Twitter was colourful with pictures of candidates and tweets from their supporters yesterday, Nomination Day for the Punggol East by-election in Singapore. There seemed to be more pictures of Lee Li Lian and more tweets supporting her, the Workers’ Party candidate, than of anybody else.
This was in line with the May 2011 general election when opposition supporters seemed more active in social media. Lee Li Lian lost in Punggol East that year by a big margin. She secured 41 per cent of the vote while the winner, Michael Palmer of the ruling People’s Action Party, bagged 54.5 per cent. But now that Palmer has stepped down as MP and Speaker of Parliament following an extramarital affair, Lee Li Lian is back in the fray and the spotlight again.
Later last night, I came across an article in The Week about the 12 best Android apps of the year. It had a big picture of the Evernote elephant captioned “Google says Evernote allows you to turn your Android device into an extension of your brain”.
Evernote is good. You can use it to take notes, save web pages, keep pictures, record messages.

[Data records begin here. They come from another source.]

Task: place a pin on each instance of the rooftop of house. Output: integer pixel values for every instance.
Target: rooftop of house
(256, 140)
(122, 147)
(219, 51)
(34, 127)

But you can do all that with Microsoft OneNote too. And OneNote is part of Microsoft Office 2010. It used to come with earlier versions of Office too. So you didn’t have to download it separately like Evernote. And almost every PC user uses Microsoft Office.
So how did Evernote become so popular? Sure, using Evernote, you can store things online, in the cloud, instead of your own computer. But OneNote offers the same facility now that it can be connected with Microsoft’s SkyDrive.
So why is Evernote so popular? After all, the free version restricts the amount of content you can upload to your account every month.
OneNote enjoyed an advantage on Windows PCs, I would have thought, since it came with Microsoft Office – and yet that did not stop Evernote from growing in popularity.
And now the business is changing. Tablet and smartphone sales are up and PC sales are down. The Windows launch has failed to boost the PC market.
Microsoft is even giving away OneNote for free. OneNote is available as a free download on Google Play, just like Evernote. This shows the competition Microsoft is facing. OneNote, part of the Microsoft Office suite which you have to buy, is available for free for smartphones and tablets. It’s a big change from the Wintel PC world.